Será su propia convicción acerca del episodio traumático lo que se convertirá
en un efecto subjetivo, que acompañe a todos los síntomas conocidos, o a la
desaparición de ellos.
Lo
imposible inquietante es lo imposible del orden quebrado, el ingrávido y
persistente fantasma que acompaña de manera no inevitablemente insuperable,
pero sí memorable, haber quedado atrapado en la frontera que separa lo sacral
de lo profano, desfondada la integridad sexual.
La
lujuria del adulto (luxuria) atenta contra tal integridad: es un pecado capital
para los cristianos que violenta el orden racional y promueve la
concupiscencia. Los escolásticos del siglo XIII sostenían que el estupro, el
rapto, el incesto, el pecado contra natura (homosexualidad) –entre otros–
constituían las diversas especies de la lujuria. Dimensiones a las que debemos
añadir los desórdenes morales de la palabra, estudiados por Tomás de Aquino,
para quien la fuerza de este pecado es aquello que en el plano del discurso
determina la matriz del mismo, puesto que el lujurioso habla de las torpezas
que anidan en su interior y ordena sus palabras en busca de placer (peccatum
oris).
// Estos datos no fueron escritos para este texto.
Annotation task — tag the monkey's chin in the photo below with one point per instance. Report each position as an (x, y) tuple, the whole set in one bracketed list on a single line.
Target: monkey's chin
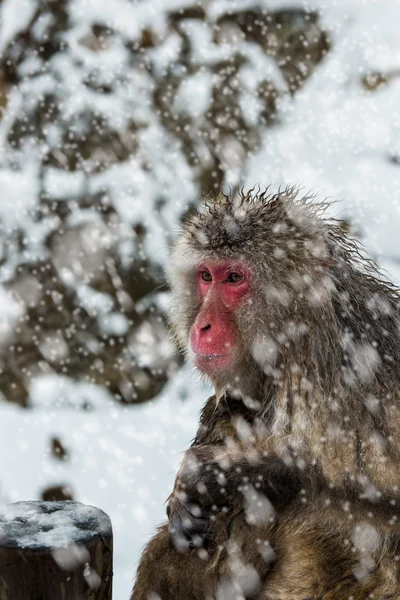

Por lo general de índole grosera, como sucia acumulación de palabras
vulgares, sórdidas e impuras.
El
análisis de aquello que la concupiscencia sea nos conduce a los textos
escolásticos (tardomedievales), cuando se incluyó el vocablo fomes –sin
traducción actual–, que se refiere al apetito por lo sensible, por lo general
de manera desordenada (empezando por Adán y Eva, que actuaron presionados por
sus pulsiones). Se la reconoce como una “inclinación”. Lo cual no es gratuito,
porque Guillermo de Ockam, en una de sus obras, habrá de sostener algo que
podría resultar riesgoso para nuestra orientación actual frente a estos
delitos. Afirma que la concupiscencia apunta a los estados mórbidos de la carne
que inclina el apetito sensible del hombre a un acto inmoral, y por otra parte
al estado del cuerpo que inclina el apetito sensible a un acto más intenso de
lo que dicta la razón, “como si lo estuviera de manera innata”. Aseveración que
suma puntaje para la convicción acerca de lo indomable de tales impulsos, al
mismo tiempo que exculpa a quien los asume en hechos reales.
En el
horizonte, la profanación del sujeto/niñ@, la subversión del orden que
garantice la convivencia entre adultos y criaturas, el estrago como devastación
no sólo en tanto cuerpo profanado sino vivencias in–significadas y consagración
del placer adulto que constituye otro efecto de los incestos, abusos y
violaciones, cuyo orden de registro no se dimensiona en la víctima sino en la
toxicidad social que la impunidad de los victimarios desparrama.
El
estrago se dimensiona en el ida y vuelta de cada movimiento que ejecuta el
agresor y se consagra en la denuncia cuando ésta no es atendida. La denuncia,
que avala el daño, es la que debe sostenerse, porque es la palabra de la
víctima. El delito se ramifica en el sujeto que lo comete, la denuncia es la
que garantiza el derecho de la víctima y la que inscribe socialmente la
dimensión del daño. El estrago se consuma si no se escucha la palabra de los
niños y de las niñas, si la Justicia se ocupa de clasificar el delito en lugar
de reparar el derecho de la víctima.